General Motors made a large and stunning announcement recently, confirming roughly 15% of its global workforce will be terminated or bought out. More than 14,000 people will be out of a job in 2019 or earlier including 25% of executives.
Under the guise of a rather positive sounding press release, “General Motors Accelerates Transformation,” company chairman and CEO Mary Barra said, “The actions we are taking today continue our transformation to be highly agile, resilient and profitable while giving us the flexibility to invest in the future.”
Seven plants will be shuttered with total cash savings resulting in $6 billion through cost reductions and lower capital expenditures.
Barra’s comments continued: “We recognize the need to stay in front of changing market conditions and customer preferences to position our company for long-term success.”
One of Barra’s predecessors was Charles E. Wilson, CEO of General Motors between 1941 and 1953. During confirmation hearings before a Senate Committee in 1952—where Wilson was still CEO of the company—he responded to a question about conflicts of interest by Senator Robert Hendrickson as follows:
“For years I thought that what was good for our country was good for General Motors, and vice versa. The difference did not exist. Our company is too big. It goes with the welfare of the country.”
Perhaps Wilson’s comments were a harbinger for 2019.

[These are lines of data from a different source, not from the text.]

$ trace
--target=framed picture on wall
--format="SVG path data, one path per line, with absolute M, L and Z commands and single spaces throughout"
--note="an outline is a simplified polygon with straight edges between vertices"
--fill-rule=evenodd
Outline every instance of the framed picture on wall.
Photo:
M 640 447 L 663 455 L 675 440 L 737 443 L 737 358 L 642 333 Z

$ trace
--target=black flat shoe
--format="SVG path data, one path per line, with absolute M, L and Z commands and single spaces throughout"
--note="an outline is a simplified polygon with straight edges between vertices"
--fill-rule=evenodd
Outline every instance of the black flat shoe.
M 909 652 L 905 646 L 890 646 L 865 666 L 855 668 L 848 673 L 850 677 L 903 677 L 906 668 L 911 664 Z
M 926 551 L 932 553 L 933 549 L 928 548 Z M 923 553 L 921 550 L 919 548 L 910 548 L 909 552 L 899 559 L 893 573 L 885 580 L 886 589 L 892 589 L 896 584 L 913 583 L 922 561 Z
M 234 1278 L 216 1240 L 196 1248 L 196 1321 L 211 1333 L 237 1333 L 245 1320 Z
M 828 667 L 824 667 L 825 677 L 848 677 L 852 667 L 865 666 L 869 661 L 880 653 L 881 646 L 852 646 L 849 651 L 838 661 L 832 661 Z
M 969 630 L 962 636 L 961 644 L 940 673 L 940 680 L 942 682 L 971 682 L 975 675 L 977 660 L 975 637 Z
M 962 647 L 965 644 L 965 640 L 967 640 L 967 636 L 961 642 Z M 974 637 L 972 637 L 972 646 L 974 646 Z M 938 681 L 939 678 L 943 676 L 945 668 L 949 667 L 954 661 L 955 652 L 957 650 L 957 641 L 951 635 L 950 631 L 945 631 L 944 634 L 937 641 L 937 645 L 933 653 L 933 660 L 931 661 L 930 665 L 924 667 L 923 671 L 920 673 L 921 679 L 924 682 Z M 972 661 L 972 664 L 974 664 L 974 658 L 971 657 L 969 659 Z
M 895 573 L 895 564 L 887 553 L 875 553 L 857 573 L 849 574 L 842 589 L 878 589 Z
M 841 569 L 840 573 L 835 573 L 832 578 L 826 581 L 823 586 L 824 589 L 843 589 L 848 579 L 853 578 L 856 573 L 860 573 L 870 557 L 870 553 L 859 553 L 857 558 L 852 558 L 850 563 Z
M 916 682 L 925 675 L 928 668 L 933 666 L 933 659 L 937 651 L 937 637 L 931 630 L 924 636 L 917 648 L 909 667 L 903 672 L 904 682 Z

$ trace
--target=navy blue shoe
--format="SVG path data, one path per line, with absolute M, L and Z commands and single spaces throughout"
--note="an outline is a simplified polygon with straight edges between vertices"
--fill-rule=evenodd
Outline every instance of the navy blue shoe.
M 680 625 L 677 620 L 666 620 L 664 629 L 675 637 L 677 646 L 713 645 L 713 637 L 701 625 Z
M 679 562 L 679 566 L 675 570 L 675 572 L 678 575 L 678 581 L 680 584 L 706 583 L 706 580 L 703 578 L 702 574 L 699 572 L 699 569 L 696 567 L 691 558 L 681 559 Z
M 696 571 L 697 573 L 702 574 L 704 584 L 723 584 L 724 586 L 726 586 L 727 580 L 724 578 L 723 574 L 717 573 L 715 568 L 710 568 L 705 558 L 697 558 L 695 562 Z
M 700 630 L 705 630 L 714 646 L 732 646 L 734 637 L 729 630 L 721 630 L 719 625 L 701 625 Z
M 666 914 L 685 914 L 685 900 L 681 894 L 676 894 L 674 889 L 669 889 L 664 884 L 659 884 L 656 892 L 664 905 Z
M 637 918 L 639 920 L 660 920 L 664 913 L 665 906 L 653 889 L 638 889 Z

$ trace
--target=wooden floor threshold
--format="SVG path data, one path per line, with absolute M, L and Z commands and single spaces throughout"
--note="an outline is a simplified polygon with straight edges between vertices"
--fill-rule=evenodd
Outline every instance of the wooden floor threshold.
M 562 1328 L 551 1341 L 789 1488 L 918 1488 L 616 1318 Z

Tucked away in GM’s press release announcing the closures was a signal—indeed a potent portent—for the current White House administration to consider: “GM now intends to prioritize future vehicle investments in its next-generation battery-electric architectures.”
It is the sound of both innovation and sustainability.
While Tesla gets an inordinate amount of mainstream media press as it continues to accelerate “the world’s transition to sustainable energy with electric cars, solar panels and integrated renewable energy solutions,” slowly and quietly organizations like GM are being forced to do the same. It’s the 2018 version of kill or be killed.
When a company the size of GM—with more than $145 billion in annual revenues—is forced to lay off 14,000 people while shuttering seven of its plants, I wonder if the White House sees the connection to Wilson’s quote some 65 years ago.
“It goes with the welfare of the country,” said Wilson, which should frighten any senior member of Trump’s administration. America has taken far too long to curb its dependence on oil. The same might be said concerning an overreliance on all non-renewable resources.
And now—demonstrated by the example of GM—more than 14,000 people are out of work as the company tries to expedite its “next-generation battery-electric architectures.”
Who might be next?
What large organization with thousands of employees will be issuing a press release in 2019 announcing its plans to shave the workforce? What large organization will realize that its own strategy needs updating—and in an expedited fashion—such that it does not perish? What organization is currently reading the tea leaves of an old-fashioned, outdated approach to business?
I see Wilson’s comment not only as a harbinger but a renewed call for the White House and leaders from all levels of government to incentivize companies. Organizations need to expedite their innovation such that sustainable means of operating becomes the norm.
When the organization’s plans finally change, perhaps the workforce can be retrained (and retained) rather than terminated so they might be part of the solution, and assist the transformation.